Hidden Camera Investigation Reveals Technician Charging $700 For Easy Air Vent Fix
INSIDE EDITION's House of Shame series is putting more home repairmen to the test - this time to see if they give a fair deal for cleaning a home's air vents.
After hiding cameras throughout a rented New Jersey house, we called local technicians who were offering good deals to clean air vents, which can build up with dust, debris and mold.
What they didn't know is that we had invited in three experts: Mark Zarzeczny, Robert Weitz and Kenneth Balbi. Zarzeczny, ASCS, is a member of the National Air Duct Cleaners Association and chair of their anti-fraud task force.
They checked out the system, even using cameras to look inside. They concluded that there was some minor dust and the vents just needed a basic cleaning.
Then it was time to put the repair men to the test.
One technician, who had offered a deal to clean the whole air duct for $29, appeared to be more interested in checking out belongings in the home than the air duct system.
“He inspected the pool cue, longer than he inspected the unit,” one expert said while monitoring the situation from the control room.
Finally, the man took out a flashlight and peered inside for a couple of seconds.
“The dust is already in the system,” he told INSIDE EDITION’s Lisa Guerrero.
Despite his initial offer of $29, he wanted to charge $700 to clean and sanitize the system. That’s when INSIDE EDITION decided to let him know he’d stepped into the House of Shame.
But he stood by his estimation.
“That's what you need ma'am,” he told Guerrero. “The blower motor needs to be cleaned, it was dirty.”
But the experts told him they were watching and he never even looked at the blow motor. He then walked out.
INSIDE EDITION told another technician to go ahead and do the job, so he lugged his vacuum into the house.
But from the control room, our experts could see he wasn’t doing much, saying: “The vacuum should be on. It's not even on.”
In one room, he didn't even pull off the vent. Instead, he just sprayed the dust with compressed air. Up in the attic, he waved his air compressor wand for a second.
But when Guerrero went into the room to watch him, he appeared to work much harder, took the vents off and used his vacuum.
“I think he is just doing it to make a show of removing the vent in front of Lisa to make her believe he's done this consistently throughout the home, which he has not,” one expert said.
When she revealed she was with INSIDE EDITION, he didn’t stick around.
INSIDE EDITION’s ‘House of Shame’ series will show some home repairmen being tested over the coming weeks. Tune in throughout November to watch more of the investigation.
Tips on Air Duct Cleaning from the National Air Duct Cleaners Association NADCA
1. Cutting costs and saving money whenever possible is a priority for many homeowners - but determining when and where to budget the spending can be a bit of a challenge. Companies that offer products and home maintenance services at discounted rates can appear attractive, but consumers must be able to differentiate between the deals that are too good to pass up - and the deals that are just too good to be true.

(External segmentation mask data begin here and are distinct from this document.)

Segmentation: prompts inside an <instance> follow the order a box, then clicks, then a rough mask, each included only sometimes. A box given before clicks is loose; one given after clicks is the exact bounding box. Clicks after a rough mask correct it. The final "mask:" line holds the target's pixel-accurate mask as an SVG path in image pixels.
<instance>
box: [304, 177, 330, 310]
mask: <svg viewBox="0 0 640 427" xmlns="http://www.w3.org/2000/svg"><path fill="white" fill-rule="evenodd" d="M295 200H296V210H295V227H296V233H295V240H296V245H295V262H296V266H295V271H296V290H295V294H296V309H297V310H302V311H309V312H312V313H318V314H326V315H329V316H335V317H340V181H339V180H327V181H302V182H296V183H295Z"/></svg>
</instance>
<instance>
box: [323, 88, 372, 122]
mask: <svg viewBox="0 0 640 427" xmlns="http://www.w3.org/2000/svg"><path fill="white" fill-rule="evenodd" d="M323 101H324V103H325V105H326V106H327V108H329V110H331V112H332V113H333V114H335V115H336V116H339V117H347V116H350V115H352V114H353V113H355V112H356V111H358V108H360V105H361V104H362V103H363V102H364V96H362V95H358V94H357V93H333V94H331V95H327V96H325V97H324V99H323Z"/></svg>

It’s important to be cautious of the $39.99 type of advertisements for air duct cleaning and HVAC maintenance. It’s likely that the companies offering these highly-discounted deals aren’t offering full-service cleaning and aren’t performing up to the ACR Standard.

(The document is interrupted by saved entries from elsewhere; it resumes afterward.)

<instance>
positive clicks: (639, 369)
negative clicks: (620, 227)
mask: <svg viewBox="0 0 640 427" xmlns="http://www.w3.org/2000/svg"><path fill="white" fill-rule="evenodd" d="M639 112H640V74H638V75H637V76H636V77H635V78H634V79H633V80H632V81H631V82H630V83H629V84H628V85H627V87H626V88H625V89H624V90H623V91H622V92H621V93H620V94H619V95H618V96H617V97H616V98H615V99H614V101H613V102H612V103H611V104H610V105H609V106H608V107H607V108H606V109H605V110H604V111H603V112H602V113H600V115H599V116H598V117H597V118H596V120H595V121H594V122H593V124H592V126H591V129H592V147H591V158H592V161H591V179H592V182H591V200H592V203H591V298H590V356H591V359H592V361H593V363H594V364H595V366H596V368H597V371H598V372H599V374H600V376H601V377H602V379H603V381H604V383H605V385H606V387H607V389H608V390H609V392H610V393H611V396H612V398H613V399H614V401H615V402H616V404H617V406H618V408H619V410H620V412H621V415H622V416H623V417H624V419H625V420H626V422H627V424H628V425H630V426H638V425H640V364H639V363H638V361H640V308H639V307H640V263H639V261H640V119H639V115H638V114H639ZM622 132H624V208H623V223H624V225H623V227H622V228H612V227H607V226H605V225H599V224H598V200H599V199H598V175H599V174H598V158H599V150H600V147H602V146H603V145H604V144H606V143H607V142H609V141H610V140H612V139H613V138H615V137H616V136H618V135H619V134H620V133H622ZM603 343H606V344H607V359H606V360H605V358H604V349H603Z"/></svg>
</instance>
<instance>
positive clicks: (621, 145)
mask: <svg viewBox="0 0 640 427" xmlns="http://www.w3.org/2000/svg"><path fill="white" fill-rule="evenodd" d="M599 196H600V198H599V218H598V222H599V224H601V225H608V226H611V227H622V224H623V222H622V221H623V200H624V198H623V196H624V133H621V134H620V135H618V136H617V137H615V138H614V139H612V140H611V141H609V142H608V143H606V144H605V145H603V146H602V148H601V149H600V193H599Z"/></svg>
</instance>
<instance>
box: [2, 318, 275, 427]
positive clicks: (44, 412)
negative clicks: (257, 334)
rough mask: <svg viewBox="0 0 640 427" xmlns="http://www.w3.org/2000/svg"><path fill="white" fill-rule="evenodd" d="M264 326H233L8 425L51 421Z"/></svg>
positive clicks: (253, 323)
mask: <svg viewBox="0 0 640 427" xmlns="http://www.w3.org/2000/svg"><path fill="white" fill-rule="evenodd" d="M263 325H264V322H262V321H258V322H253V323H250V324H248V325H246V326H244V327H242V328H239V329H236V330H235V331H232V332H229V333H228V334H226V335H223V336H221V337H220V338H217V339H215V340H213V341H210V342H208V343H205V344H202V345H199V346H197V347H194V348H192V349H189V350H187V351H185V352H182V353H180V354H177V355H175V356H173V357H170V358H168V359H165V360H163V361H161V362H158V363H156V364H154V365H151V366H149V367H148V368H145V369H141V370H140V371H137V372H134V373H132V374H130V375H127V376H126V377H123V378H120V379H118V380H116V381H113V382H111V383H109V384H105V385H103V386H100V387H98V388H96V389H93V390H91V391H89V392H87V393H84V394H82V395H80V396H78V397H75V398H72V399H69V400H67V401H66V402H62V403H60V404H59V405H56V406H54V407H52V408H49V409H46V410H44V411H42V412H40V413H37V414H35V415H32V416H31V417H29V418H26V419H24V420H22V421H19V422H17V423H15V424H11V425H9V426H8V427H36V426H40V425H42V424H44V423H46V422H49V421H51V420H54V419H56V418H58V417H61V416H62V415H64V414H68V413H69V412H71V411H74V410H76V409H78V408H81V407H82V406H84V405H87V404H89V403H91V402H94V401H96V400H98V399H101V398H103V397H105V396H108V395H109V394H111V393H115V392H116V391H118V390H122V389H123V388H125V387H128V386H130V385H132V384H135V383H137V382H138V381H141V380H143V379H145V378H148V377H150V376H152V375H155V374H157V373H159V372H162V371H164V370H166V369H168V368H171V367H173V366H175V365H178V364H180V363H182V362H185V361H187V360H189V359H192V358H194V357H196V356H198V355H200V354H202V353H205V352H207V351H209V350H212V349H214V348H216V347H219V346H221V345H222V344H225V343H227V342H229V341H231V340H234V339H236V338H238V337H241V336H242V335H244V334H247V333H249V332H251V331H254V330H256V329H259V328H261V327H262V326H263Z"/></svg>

To help consumers determine whether or not a company is reputable, NADCA offers these tips:
• Verify that the company is a NADCA member with a certified contractor on staff.
• Ask for proof of license and insurance.

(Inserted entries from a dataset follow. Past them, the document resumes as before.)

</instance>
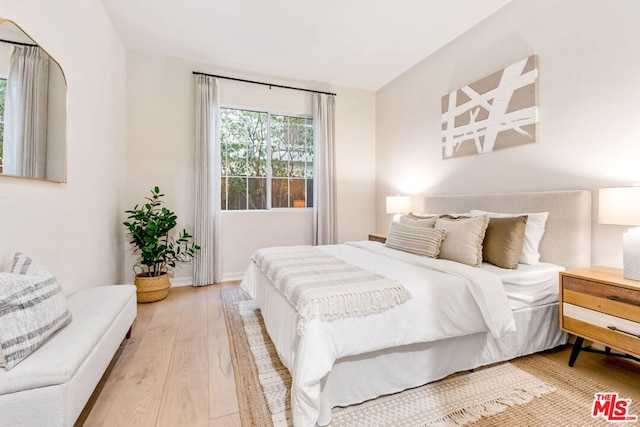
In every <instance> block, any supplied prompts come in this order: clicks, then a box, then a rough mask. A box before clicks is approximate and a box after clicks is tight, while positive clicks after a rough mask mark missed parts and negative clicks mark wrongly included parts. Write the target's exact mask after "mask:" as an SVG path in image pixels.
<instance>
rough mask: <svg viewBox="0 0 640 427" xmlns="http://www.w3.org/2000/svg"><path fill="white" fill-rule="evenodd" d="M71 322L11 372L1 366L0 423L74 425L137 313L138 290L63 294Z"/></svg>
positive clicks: (124, 289)
mask: <svg viewBox="0 0 640 427" xmlns="http://www.w3.org/2000/svg"><path fill="white" fill-rule="evenodd" d="M67 303H68V306H69V310H70V312H71V315H72V316H73V320H72V321H71V323H69V324H68V325H67V326H65V327H64V328H63V329H62V330H60V331H58V332H57V333H56V334H55V335H54V336H52V337H51V338H50V339H49V340H48V341H47V342H46V343H44V344H43V345H42V347H40V348H38V349H37V350H36V351H35V352H34V353H33V354H31V355H30V356H29V357H27V358H26V359H25V360H23V361H22V362H20V363H19V364H18V365H16V366H15V367H14V368H13V369H11V370H10V371H4V370H3V369H2V368H0V426H3V427H4V426H44V425H46V426H72V425H73V424H74V423H75V422H76V420H77V418H78V416H79V415H80V413H81V412H82V409H83V408H84V406H85V404H86V403H87V401H88V400H89V397H91V394H92V393H93V391H94V389H95V387H96V385H97V384H98V382H99V381H100V378H101V377H102V375H103V374H104V372H105V370H106V369H107V367H108V366H109V363H110V362H111V359H112V358H113V356H114V354H115V353H116V351H117V350H118V347H119V346H120V344H121V343H122V340H123V339H124V338H125V335H126V334H127V332H128V331H129V328H130V327H131V325H132V324H133V321H134V319H135V317H136V312H137V305H136V288H135V286H132V285H114V286H98V287H93V288H86V289H82V290H80V291H77V292H76V293H74V294H73V295H71V296H69V297H68V298H67Z"/></svg>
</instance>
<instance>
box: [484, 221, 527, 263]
mask: <svg viewBox="0 0 640 427" xmlns="http://www.w3.org/2000/svg"><path fill="white" fill-rule="evenodd" d="M526 227H527V217H526V215H523V216H516V217H512V218H490V219H489V225H488V226H487V232H486V234H485V236H484V243H483V248H482V258H483V259H484V261H486V262H490V263H491V264H494V265H497V266H498V267H502V268H512V269H513V268H518V261H519V260H520V255H521V254H522V245H523V243H524V231H525V229H526Z"/></svg>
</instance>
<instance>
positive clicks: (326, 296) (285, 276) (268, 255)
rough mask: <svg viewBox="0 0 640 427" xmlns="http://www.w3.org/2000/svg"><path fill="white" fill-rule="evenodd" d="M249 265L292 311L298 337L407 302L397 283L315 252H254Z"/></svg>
mask: <svg viewBox="0 0 640 427" xmlns="http://www.w3.org/2000/svg"><path fill="white" fill-rule="evenodd" d="M252 259H253V261H254V262H255V263H256V264H257V265H258V267H259V268H260V270H262V272H263V273H264V274H265V275H266V276H267V277H268V278H269V280H271V282H272V283H273V284H274V286H275V287H276V288H278V290H280V292H282V294H283V295H284V296H285V297H286V298H287V300H289V302H290V303H291V304H292V305H293V306H294V307H295V309H296V310H297V312H298V315H299V317H300V320H299V322H298V334H299V335H302V334H303V333H304V330H305V326H306V324H307V323H308V322H309V321H311V320H313V319H317V318H319V319H321V320H324V321H329V322H331V321H334V320H339V319H346V318H351V317H362V316H368V315H371V314H376V313H381V312H383V311H385V310H388V309H390V308H392V307H395V306H397V305H400V304H403V303H405V302H406V301H407V300H408V299H410V298H411V294H410V293H409V291H408V290H407V289H406V288H405V287H404V286H402V284H401V283H399V282H397V281H395V280H391V279H389V278H386V277H384V276H381V275H378V274H375V273H372V272H370V271H367V270H365V269H362V268H360V267H358V266H356V265H353V264H350V263H348V262H345V261H343V260H341V259H339V258H336V257H334V256H333V255H330V254H328V253H326V252H324V251H323V250H321V249H319V248H317V247H311V246H308V247H307V246H302V247H301V246H296V247H278V248H266V249H259V250H258V251H256V252H255V253H254V254H253V257H252Z"/></svg>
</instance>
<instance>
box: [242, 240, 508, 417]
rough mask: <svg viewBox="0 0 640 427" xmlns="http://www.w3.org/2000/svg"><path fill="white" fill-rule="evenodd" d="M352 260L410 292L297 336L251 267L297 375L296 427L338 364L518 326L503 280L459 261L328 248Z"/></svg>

• Request that a system inspection be performed at your home, prior to hiring a contractor.
• Avoid advertisements and discounts for “whole house specials” under $100.
NADCA reminds homeowners that according to the Environmental Protection Agency (EPA), duct cleaning services typically - but not always - range in cost from $450 to $1,000 per heating and cooling system. The estimated cost of services depends on the size of the system being cleaned, accessibility to the unit, climactic region the level of contamination, and the type of duct material.
2. When looking to hire a company for cleaning your air ducts or servicing your HVAC system, it's important to select a reputable business that has gone through the NADCA certification process. As the HVAC Inspection, Maintenance and Restoration Association, NADCA is the leading organization for industry professionals. Companies with NADCA-certified technicians on staff are able to provide the complete service that aligns with the ACR Standard - the standard for the Assessment, Cleaning, and Restoration of HVAC systems.